You are correct. I didn't research whether this was institutional policy. For one, CB Lloyd Carrington already followed Graham from Pittsburgh to Arizona State (apparently Pitt didn't know his destination, other than to be closer to his Texas home, when he was granted his release). And, second, I don't think it bolsters Pitt's position to point out that a petty decision by Pitt is actually a petty institutional policy.
As for "college Presidents can freely lure coaches away from signed contracts," well, college presidents can freely fire their head coach, too. Within those signed contracts are buyout clauses that explain what happens if a coach is fired before his contract is over or if he decides to go elsewhere before his contract is over. These are business relationships. Not marriages.
Neither Pitt denying Shell the freedom to transfer where he wants to go, nor Graham leaving Pitt are NCAA issues. The NCAA does have transfer rules -- Shell will lose a year while he sits out the season -- but Pitt has the power to decide the nature of its release.
Beyond Alex's note, most of what landed in the mailbag -- and on Twitter -- made the following weak assertions:
"Arizona State is tampering!" Really? That's an NCAA violation. Report it.
"Everybody else does this!" Er, no. But, still, this is what happened TODAY. Ergo, my column.
There were lots of attacks on Shell's character, which is called "changing the subject." And being petty and churlish in a new way.
There were lots of "You defended Graham." Yep. I don't believe a guy should be forced to not take a job he really wants or to stay in a place he doesn't want to be.
There were lots of "You live in Scottsdale!" Yeah ... since 2008. Lived in Seattle from 1999-2008. Mobile, Ala., before that. Went to the University of Richmond. And was born and raised in Atlanta. So what?

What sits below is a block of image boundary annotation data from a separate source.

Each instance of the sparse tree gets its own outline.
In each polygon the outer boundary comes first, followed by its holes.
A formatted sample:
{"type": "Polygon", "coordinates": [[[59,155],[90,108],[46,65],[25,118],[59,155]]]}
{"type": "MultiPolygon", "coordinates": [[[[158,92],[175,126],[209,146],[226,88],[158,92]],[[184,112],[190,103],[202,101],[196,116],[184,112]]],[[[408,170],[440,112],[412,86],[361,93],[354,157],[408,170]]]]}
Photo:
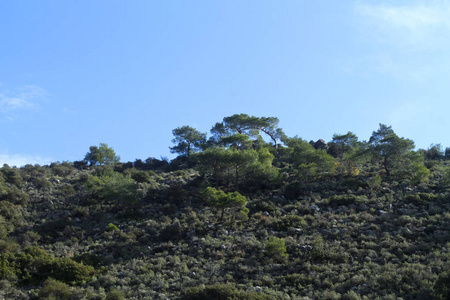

There were accusations of a "hatchet job." This column wouldn't exist without Pitt's actions. No hatchet. Just doing my job.
There were lots of "Get your facts straight" with zero examples of facts not being straight.
And there were plenty of the classic, "Your an idiot."
Kevin also dropped me a note, thanking me for ruining his spring vacation to Pittsburgh.
Steve from Highland, Mich., writes: Can you please tell me why the Oregon Ducks have not been hit with sanctions yet? Is it because of the big bucks of Phil Knight with Nike? I find it rather odd some of the other schools are getting hammered with the exception of Oregon.
Ted Miller: Nothing to do with Phil Knight and Nike.
The NCAA simply moves at a glacial pace, which is unfair to the investigated school because part of the ultimate punishment becomes the prolonged presence of a dark cloud over the program.
I wrote this in December, and it still holds true today.
And you might have noticed the NCAA has its own issues these days.
Jay from Cambridge, Mass., writes: In a world where a lot of people around the country still characterize the Pac-12 as an offense-only conference, to what degree does having someone like DE Dion Jordan going as a second-overall draft pick remind people otherwise?
Ted Miller: It's even more than that: Both ESPN NFL draft gurus Mel Kiper Jr. and Todd McShay project the first three Pac-12 players picked in the first round will all play defense: Jordan, Utah DT Star Lotulelei and Washington CB Desmond Trufant.
It probably will surprise some folks, but the Pac-12 has long had plenty of good defenses and plenty of good defensive players. The more pass-happy and, more recently, uptempo styles of offense out West have skewed defensive numbers, often making them look worse than they are.
Just about every Pac-12 team that has beoame a national contender played good defense, most notably Washington under Don James, USC under John McKay and Pete Carroll. Oregon under Chip Kelly and coordinator Nick Aliotti consistently played underrated defense. And Stanford's legitimacy as a national title contender is more about defense than offense.